念動力だ。もうこの異能に縋るしか生き残る術がない。
しかし、グニャグニャと歪む視界で竜人を見据えた時、アサンは絶句した。
『その異能はもう使わせないよ』
ズシン、とアサンに近付きながら、竜人は言う。
『悪いが時間もかなり押しているんだ。ここで終わりにさせてもらうぞ。なにせ妖鬼なんかよりもずっと怖い姫さまを待たせているからな』
そう言い捨て、黒い竜人は炎が溢れ出るアギトをアサンに向けた。
アサンは愕然として両目を見開いた。
信じられなかった。まさかこの化け物は――。
『火まで吐けるのか!? くそッ! くそくそッ! この化け物があああァ――』
アサンの絶叫が虚しく空に消えた。そして次の瞬間。
――ゴオオオオオオオオオオオオオオオオオオオオオオオオオオッッ!!
路地裏に響く轟音。
それが、妖鬼アサンが最後に聞いた音であった。
「……これで今日の仕事も終了か」
焼け焦げた場所から第四階位の角を拾い上げ、その少年はそう呟いた。
妖鬼は死ぬと一気に劣化して土塊となる。まあ、今回は火の息吹に焼かれて土塊さえも残らなかったが、通常は自分の格を示す宝角だけを残して死ぬのだ。

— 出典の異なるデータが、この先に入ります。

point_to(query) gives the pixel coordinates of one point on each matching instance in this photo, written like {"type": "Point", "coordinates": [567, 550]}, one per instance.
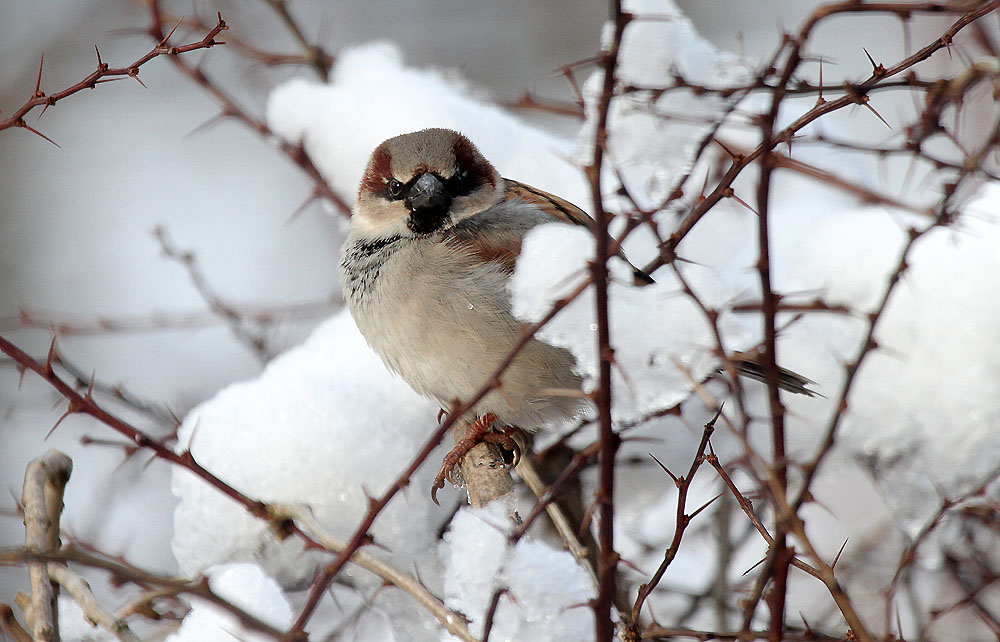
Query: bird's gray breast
{"type": "Point", "coordinates": [362, 263]}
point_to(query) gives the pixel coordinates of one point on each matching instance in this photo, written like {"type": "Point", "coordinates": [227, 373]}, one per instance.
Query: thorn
{"type": "Point", "coordinates": [167, 37]}
{"type": "Point", "coordinates": [706, 505]}
{"type": "Point", "coordinates": [820, 100]}
{"type": "Point", "coordinates": [74, 407]}
{"type": "Point", "coordinates": [870, 59]}
{"type": "Point", "coordinates": [736, 157]}
{"type": "Point", "coordinates": [678, 481]}
{"type": "Point", "coordinates": [31, 129]}
{"type": "Point", "coordinates": [134, 72]}
{"type": "Point", "coordinates": [729, 193]}
{"type": "Point", "coordinates": [837, 559]}
{"type": "Point", "coordinates": [38, 83]}
{"type": "Point", "coordinates": [747, 572]}
{"type": "Point", "coordinates": [218, 118]}
{"type": "Point", "coordinates": [52, 356]}
{"type": "Point", "coordinates": [48, 103]}
{"type": "Point", "coordinates": [872, 109]}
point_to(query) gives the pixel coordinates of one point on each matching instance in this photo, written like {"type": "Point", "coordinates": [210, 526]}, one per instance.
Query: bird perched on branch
{"type": "Point", "coordinates": [433, 242]}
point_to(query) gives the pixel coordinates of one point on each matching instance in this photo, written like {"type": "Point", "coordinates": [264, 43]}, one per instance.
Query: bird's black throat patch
{"type": "Point", "coordinates": [426, 221]}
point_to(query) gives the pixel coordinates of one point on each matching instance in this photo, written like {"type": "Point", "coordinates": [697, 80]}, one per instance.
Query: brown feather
{"type": "Point", "coordinates": [558, 208]}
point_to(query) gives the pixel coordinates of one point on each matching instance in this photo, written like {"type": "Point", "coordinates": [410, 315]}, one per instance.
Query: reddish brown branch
{"type": "Point", "coordinates": [106, 73]}
{"type": "Point", "coordinates": [681, 521]}
{"type": "Point", "coordinates": [295, 152]}
{"type": "Point", "coordinates": [607, 564]}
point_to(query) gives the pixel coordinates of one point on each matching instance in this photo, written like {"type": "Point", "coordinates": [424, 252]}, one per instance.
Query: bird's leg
{"type": "Point", "coordinates": [510, 439]}
{"type": "Point", "coordinates": [474, 435]}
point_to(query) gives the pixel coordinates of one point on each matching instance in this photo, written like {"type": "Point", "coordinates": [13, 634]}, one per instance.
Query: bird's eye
{"type": "Point", "coordinates": [456, 184]}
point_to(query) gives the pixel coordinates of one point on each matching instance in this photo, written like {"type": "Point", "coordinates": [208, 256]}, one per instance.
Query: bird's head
{"type": "Point", "coordinates": [422, 182]}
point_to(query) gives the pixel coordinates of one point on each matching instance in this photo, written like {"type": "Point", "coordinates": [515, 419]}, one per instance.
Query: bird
{"type": "Point", "coordinates": [433, 241]}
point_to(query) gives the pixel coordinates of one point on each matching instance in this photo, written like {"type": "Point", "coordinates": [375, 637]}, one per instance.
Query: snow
{"type": "Point", "coordinates": [245, 586]}
{"type": "Point", "coordinates": [326, 422]}
{"type": "Point", "coordinates": [655, 328]}
{"type": "Point", "coordinates": [547, 592]}
{"type": "Point", "coordinates": [322, 424]}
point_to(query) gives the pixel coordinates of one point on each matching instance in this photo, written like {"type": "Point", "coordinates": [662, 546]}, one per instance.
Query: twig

代々の鬼狩りたちは討伐の証として、宝角を持ち帰るのを慣例としていた。しかるべき組織に受け渡して換金するためにだ。
ともあれ、これで目的は果たした。少年は首に片手を当ててコキンと鳴らし、
「けど、随分と時間を掛けたかな。由良、怒ってるかも。帰りにコンビニで何かお土産でも買っていった方が無難かな……」
そんなことを呟きながら、路地裏を後にするのであった――……。